After working there for a week, Matile was asked to catch a small white "trick" horse Margie Roberts performed on during rodeos.
"It was a little old white Colorado Tokara and we finally caught and saddled him. When I went to get in the saddle the horse kneeled down on his front legs," he said.
Matile jumped on.
"I'd no more than hit the saddle and he made two jumps, bucked me off right over his head with me holding the reins between my legs," he said laughing as he hit the kitchen table with his hand.
He landed on his feet -- one foot in an icy water tank and the other on dry ground.
Still laughing, Matile said, "I was straddlin' that damned tank -- went over his head like a big toad."
When he looked up there was a large group of people looking through the fence and laughing hard.
"When Mr. Roberts would get a new hand half of Strong City would come out to see the trick horse in action," Matile said.
So, Matile did what real cowboys do. He caught the horse, got back in the saddle, rode through the horse's best moves, got off and tied the reins to the fence.
"I had an old neighbor who died just a few years ago. ... Old, couldn't hardly remember anything but he remembered me getting bucked off that trick white horse," Matile said quietly.
Matile also picked feed corn for Roberts, by hand.
"If I started out a couple of hours before sunup I could have a wagon load, 28 bushels a little after noon," Matile said.
By dark he'd pick another load. At 10 cents a bushel he'd pocket $5.60.
"If you wanted a dollar you worked for it," he said.
Matile had lots of stories.
In his tales he was rarely the hero. He was usually the cowboy, just being a cowboy, who got crosswise with a horse or a steer.
Labor Day, 1944:
"I went to a rodeo in Pratt, Kansas, and made $53 riding broncs," Matile recalled.
He figured he could pick up some easy money in the mule-busting competition.
"That little old mule made about three jumps, turned sideways, I fell off and she kicked me right in the butt -- broke my hip," he said.
The ambulance ride from Pratt to Emporia's St. Mary's Hospital cost $70 and he was in a "fracture bed" for six weeks and two days.
A fracture bed was stretched canvas on a frame. The patient was immobilized.
"I was in that bed, no mattress, no nothin' with my foot tied to one end of a rope that went up through a pulley and the other end was tied to a bucket of sand ... six weeks and two days," he lamented.
Matile's jobs varied from driving cattle to railroad pens in Bazaar and Matfield Green to working in a mule barn in Wichita where he learned to shoe horses.

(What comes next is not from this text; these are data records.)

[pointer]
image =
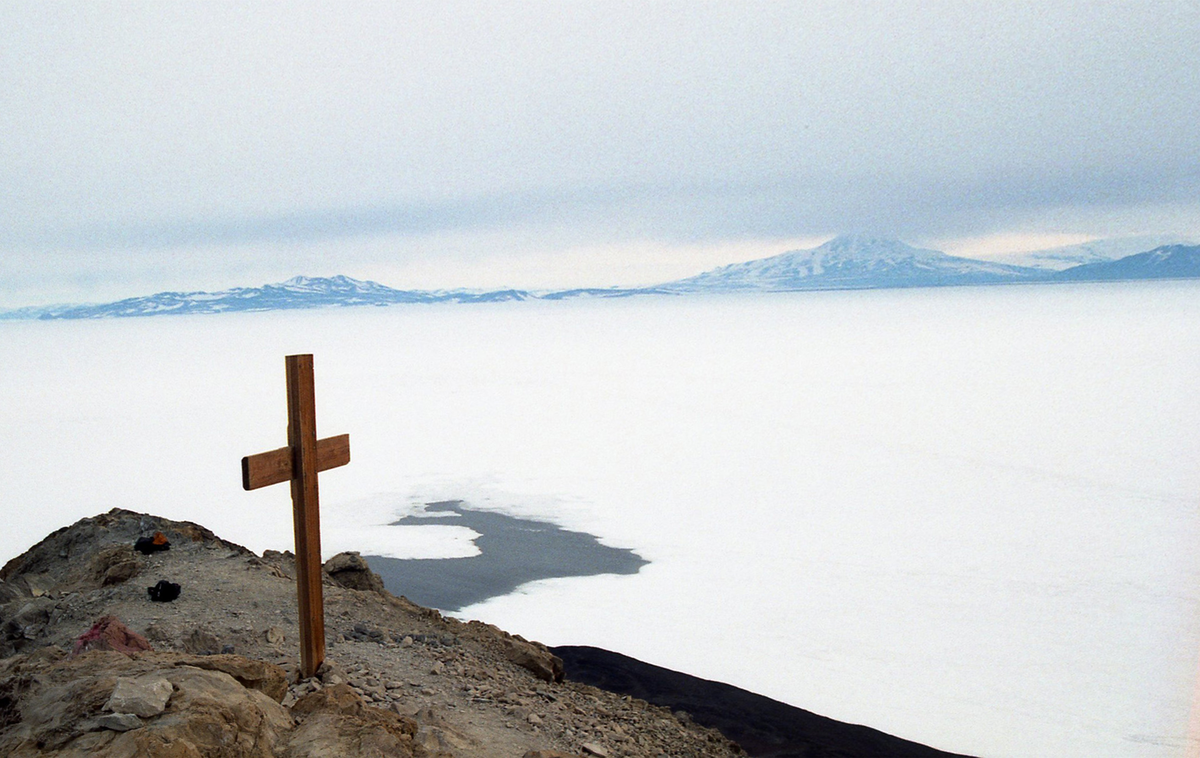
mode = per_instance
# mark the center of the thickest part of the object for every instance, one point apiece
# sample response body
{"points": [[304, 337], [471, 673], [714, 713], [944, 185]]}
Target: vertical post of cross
{"points": [[306, 510], [299, 463]]}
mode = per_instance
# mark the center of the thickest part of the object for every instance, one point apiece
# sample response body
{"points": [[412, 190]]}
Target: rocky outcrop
{"points": [[399, 679], [351, 570], [108, 704]]}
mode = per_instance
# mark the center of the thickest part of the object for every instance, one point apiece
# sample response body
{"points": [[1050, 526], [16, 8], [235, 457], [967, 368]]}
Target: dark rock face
{"points": [[163, 591], [762, 727]]}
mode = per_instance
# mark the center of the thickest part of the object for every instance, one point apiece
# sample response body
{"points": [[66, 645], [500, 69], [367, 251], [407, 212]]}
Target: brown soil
{"points": [[472, 689]]}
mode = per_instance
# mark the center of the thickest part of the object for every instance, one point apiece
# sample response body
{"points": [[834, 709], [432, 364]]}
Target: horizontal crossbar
{"points": [[275, 467]]}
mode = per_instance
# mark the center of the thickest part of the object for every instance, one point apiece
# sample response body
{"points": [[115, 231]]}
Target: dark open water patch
{"points": [[513, 552]]}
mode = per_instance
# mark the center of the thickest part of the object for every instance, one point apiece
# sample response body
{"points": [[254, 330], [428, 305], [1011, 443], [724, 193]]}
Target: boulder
{"points": [[351, 570], [114, 565], [142, 697], [267, 678], [54, 707], [537, 659], [335, 722]]}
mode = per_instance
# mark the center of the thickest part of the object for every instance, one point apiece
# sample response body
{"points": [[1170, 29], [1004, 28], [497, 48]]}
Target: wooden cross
{"points": [[299, 462]]}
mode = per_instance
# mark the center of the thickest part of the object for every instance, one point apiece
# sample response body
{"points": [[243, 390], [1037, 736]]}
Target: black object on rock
{"points": [[153, 545], [165, 591]]}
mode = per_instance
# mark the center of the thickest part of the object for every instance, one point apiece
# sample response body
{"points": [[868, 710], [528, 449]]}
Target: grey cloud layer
{"points": [[162, 121]]}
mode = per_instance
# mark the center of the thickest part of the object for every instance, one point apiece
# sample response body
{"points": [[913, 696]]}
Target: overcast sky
{"points": [[197, 145]]}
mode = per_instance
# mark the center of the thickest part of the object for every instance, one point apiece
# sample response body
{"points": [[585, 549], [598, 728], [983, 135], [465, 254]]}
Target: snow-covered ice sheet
{"points": [[964, 516]]}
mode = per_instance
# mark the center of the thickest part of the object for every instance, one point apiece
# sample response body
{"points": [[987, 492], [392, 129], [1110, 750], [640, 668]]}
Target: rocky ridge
{"points": [[222, 677]]}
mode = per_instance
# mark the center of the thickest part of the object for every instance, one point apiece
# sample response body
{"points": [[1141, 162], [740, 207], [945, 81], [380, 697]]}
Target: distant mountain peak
{"points": [[851, 262]]}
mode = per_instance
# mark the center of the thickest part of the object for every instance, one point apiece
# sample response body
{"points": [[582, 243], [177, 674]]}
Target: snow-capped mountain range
{"points": [[841, 263], [853, 263]]}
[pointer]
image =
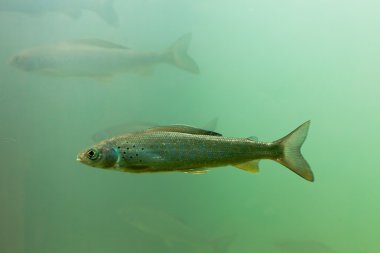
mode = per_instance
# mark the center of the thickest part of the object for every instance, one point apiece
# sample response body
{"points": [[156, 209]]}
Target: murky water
{"points": [[265, 67]]}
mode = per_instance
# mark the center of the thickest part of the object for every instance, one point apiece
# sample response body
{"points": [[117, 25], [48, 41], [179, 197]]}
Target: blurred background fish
{"points": [[72, 8], [101, 59]]}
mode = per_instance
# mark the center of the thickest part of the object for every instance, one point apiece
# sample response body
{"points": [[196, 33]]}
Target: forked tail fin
{"points": [[291, 156], [177, 55]]}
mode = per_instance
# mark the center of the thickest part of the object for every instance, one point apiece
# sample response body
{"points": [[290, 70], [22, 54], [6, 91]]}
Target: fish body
{"points": [[193, 150], [100, 59], [72, 8]]}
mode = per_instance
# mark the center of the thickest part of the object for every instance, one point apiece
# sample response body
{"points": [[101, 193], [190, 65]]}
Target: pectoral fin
{"points": [[251, 166]]}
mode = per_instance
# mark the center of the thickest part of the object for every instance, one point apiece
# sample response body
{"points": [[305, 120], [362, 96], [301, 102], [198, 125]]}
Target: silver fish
{"points": [[193, 150], [101, 59], [72, 8]]}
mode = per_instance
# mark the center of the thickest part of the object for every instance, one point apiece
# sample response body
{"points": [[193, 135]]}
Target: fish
{"points": [[172, 231], [193, 150], [100, 59], [72, 8]]}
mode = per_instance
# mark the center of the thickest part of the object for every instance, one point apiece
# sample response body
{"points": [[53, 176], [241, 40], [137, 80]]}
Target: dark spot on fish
{"points": [[138, 167]]}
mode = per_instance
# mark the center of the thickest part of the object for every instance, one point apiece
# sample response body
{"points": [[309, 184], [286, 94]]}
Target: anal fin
{"points": [[196, 171], [251, 166]]}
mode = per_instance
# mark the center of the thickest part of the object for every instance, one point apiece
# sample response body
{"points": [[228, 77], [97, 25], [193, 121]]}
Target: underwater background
{"points": [[265, 68]]}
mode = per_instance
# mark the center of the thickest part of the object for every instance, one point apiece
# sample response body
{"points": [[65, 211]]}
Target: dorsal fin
{"points": [[183, 129], [99, 43]]}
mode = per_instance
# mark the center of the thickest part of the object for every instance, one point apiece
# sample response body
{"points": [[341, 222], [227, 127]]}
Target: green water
{"points": [[266, 67]]}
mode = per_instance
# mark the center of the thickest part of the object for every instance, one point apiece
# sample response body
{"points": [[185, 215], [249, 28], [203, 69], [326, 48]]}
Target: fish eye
{"points": [[92, 154]]}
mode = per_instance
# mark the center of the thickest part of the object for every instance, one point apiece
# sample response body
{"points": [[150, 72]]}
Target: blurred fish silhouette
{"points": [[101, 59], [173, 232], [72, 8]]}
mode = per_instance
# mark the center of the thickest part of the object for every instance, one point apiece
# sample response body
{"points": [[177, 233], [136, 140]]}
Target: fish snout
{"points": [[23, 62]]}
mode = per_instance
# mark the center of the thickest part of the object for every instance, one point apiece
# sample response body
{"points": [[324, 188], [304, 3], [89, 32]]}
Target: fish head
{"points": [[100, 156]]}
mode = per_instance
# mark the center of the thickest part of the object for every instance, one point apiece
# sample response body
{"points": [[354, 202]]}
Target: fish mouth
{"points": [[79, 159]]}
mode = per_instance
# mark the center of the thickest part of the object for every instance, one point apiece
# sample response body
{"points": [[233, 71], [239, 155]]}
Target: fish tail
{"points": [[107, 12], [291, 156], [177, 55]]}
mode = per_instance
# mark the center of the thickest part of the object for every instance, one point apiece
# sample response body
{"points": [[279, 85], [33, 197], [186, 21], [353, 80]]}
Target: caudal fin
{"points": [[177, 55], [291, 156]]}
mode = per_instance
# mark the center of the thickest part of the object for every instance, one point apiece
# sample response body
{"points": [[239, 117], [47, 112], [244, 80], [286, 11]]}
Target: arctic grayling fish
{"points": [[193, 150], [101, 59]]}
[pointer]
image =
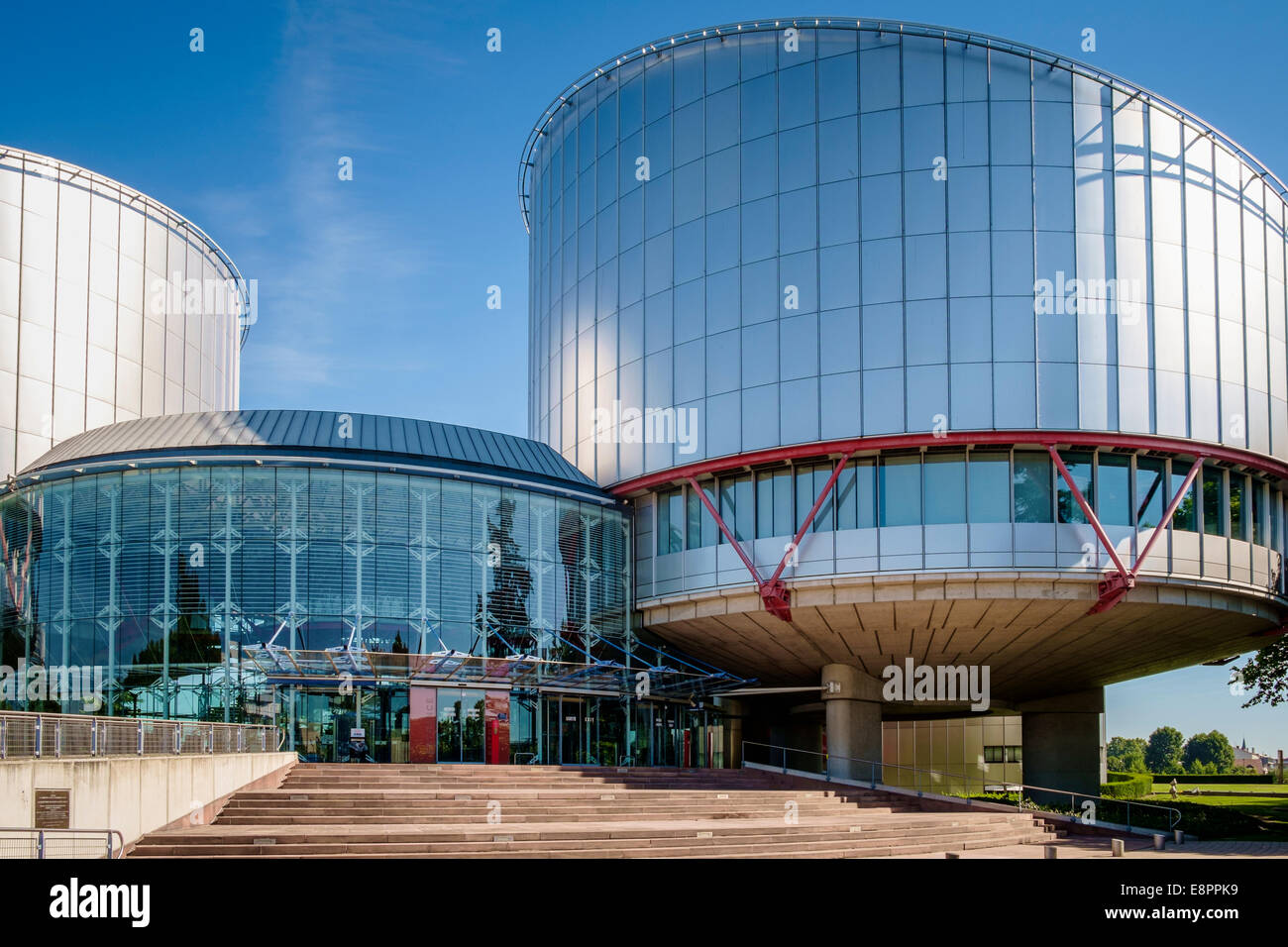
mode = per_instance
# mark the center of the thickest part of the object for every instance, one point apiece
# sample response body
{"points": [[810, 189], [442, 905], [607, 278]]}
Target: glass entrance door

"When I saw the grass greenin' through cracks in the Wichita pavement I knew it was time to get back to Chase County," he said.
Family of cowboys
The rest of his life was spent shoeing, trading and breeding horses and mules. He and his wife, "Tiny," raised four children, all rodeo competitors who together won 26 saddles and several national championships. Several of the saddles were still in his living room when he died.
He ended our visit by telling the story about trying to put new horse shoes on a "green horse" whose feet he'd tied together.
"I stuck a bale of hay between his legs so he couldn't move ... and I don't know how he got such a lick on me but that was the hardest I've ever been kicked in my life," he said.
He said he picked himself up on the other side of the barn.
So what came next?
"Well, you can't just shoot another man's horse," he said laughing. "I shoed the son of a gun."